Der intelligente IT-Sicherheitsassistent
Der Prototyp des Assistenten wurde bereits vorgestellt und hat in mehreren Betrieben, darunter Gringel Bau + Plan, Begoin und Walter Fenster + Türen, positive Resonanz erfahren. Der Assistent führt eine umfassende Abfrage der IT-Infrastruktur der Betriebe durch, einschließlich Computer, mobile Endgeräte, Betriebssysteme und Programme. Die resultierenden Empfehlungen sind spezifisch auf die individuellen Bedürfnisse jedes Betriebs zugeschnitten, was die Handhabung der Empfehlungen erleichtert. Pascal Breitenmoser, ein Projektmitarbeiter, betont die Relevanz dieser Handlungsempfehlungen für die Betriebe.
In Korbach wurden zudem Schulungen zu Datenschutz und Datensicherheit erprobt. Eine neue Weiterbildungsreihe für Fachkräfte im Handwerk befindet sich in der Entwicklung. Der Abschlussworkshop des Projekts zeigte eine positive Bilanz mit dem Fokus auf Sensibilisierungsarbeit und einem handfesten Ergebnis.
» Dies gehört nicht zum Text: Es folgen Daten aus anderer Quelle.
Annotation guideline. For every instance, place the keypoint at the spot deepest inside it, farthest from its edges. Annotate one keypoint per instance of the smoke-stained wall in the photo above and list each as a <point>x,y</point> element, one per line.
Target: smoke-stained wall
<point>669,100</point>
Die Demoversion des Assistenten soll ab Februar über die Projektwebseite zugänglich sein und damit eine breite Anwendung in der Branche finden.
Aktuelle Bedrohungen und geschätzte Schäden
Die Dringlichkeit dieser Initiativen wird durch alarmierende Zahlen untermauert: Laut dem Handwerksblatt meldeten 61 % aller Unternehmen in Deutschland 2019 einen IT-Sicherheitsvorfall, was zu jährlichen Gesamtschäden von etwa 51 Milliarden Euro führt. Besonders betroffen sind Fertigungsbetriebe, die aufgrund ihrer hohen Abhängigkeit von Automatisierung und unzureichenden Notfallplänen einem erhöhten Risiko ausgesetzt sind. Oft beschränken sich die Vorkehrungen in Handwerksbetrieben auf grundlegende Maßnahmen wie Antiviren-Software und regelmäßige Updates. Ein fehlendes Bewusstsein für die Gefahren von Phishing-Mails und gefälschten Lieferungen trägt zur Anfälligkeit der Unternehmen bei.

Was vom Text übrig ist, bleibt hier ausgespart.